Di Sekolah Menengah Kejuruan Negeri (SMKN) 1 Gabuswetan justru guru linear malah diberhentikan tanpa alasan yang jelas.

Sebaliknya, guru tak linier tetap dipertahankan alias tak diberhentikan.

Disampaikan Hadi Supriyatno yang juga guru honorer mata pelajaran Bahasa Inggirs.

Ia mengaku kecewa setelah diberhentikan oleh kepsek yang disebutnya sewenang-wenang.

“Terkait linier, justru banyak guru di SMK Negeri 1 Gabuswetan yang belum linier, tapi malah dipertahankan,” kata dia, Sabtu (6/2).

Ia mengaku heran jika guru yang linier seperti dirinya malah diberhentikan secara lisan tanpa dasar.

“Saya jelas pelajarannya linier, tapi kenapa diberhentikan?,” ujar Hadi Supriyatno seraya mengatakan ada empat guru yang diberhentikan tanpa alasan.

Kemudian, Hadi mempertanyakan soal Surat Keputusan honorer yang sudah diterimanya termasuk Surat Edaran (SE) peraturan baru soal linieritas.

Ia mengatakan, Kepsek SMKN 1 Gabuswetan, Carudin beralasan jika itu telah sesuai peraturan yang baru.

Hadi Supriyatno meminta Disdik Provinsi Jawa Barat segera menyikapi persoalan itu.

Kepala SMK Negeri 1 Gabuswetan, Drs. Carudin, M.Pd membenarkan jika dirinya memberhentikan keempat guru tersebut.

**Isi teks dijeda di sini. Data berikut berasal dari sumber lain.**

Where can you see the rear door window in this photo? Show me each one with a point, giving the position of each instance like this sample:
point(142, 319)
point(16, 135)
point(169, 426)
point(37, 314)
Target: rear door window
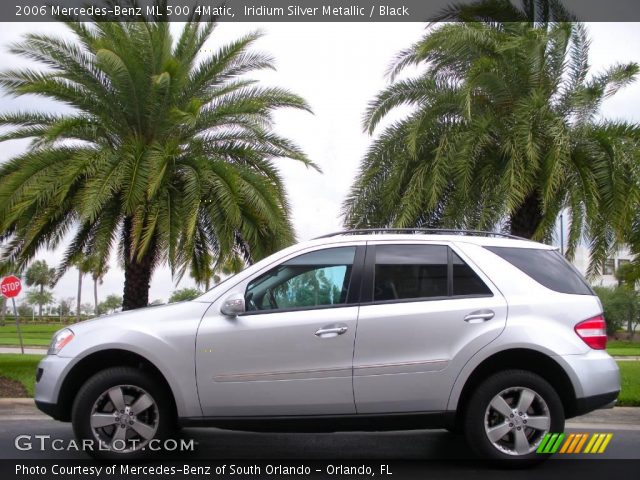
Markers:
point(404, 272)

Namun, ia membantah jika itu dilakukan kesewenang-wenangan, tapi sesuai peraturan baru dari Disdik Provinsi Jawa Barat.

“Itu bukan diberhentikan, melainkan tidak¬†adanya jam mengajar yang mencukupi,” katanya.

Ia mengatakan mengenai Surat Keputusan (SK) yang baru diterima Guru Honorer, Hadi Supriyatno, 11 Januari 2021 diralat.

“SK sebelumnya berarti diralat, setelah ada peraturan baru. Kita mengikuti peraturan baru yang sebelumnya memang tidak ada,” jelas Carudin.

Dikatakan, yang dimaksud peraturan baru tersebut khusus berlaku di Jawa Barat.

“Khusus di Jawa Barat saja, diharuskan untuk PNS dan CPNS jam mengajarnya wajib dipenuhi terlebih dahulu,” ucap dia.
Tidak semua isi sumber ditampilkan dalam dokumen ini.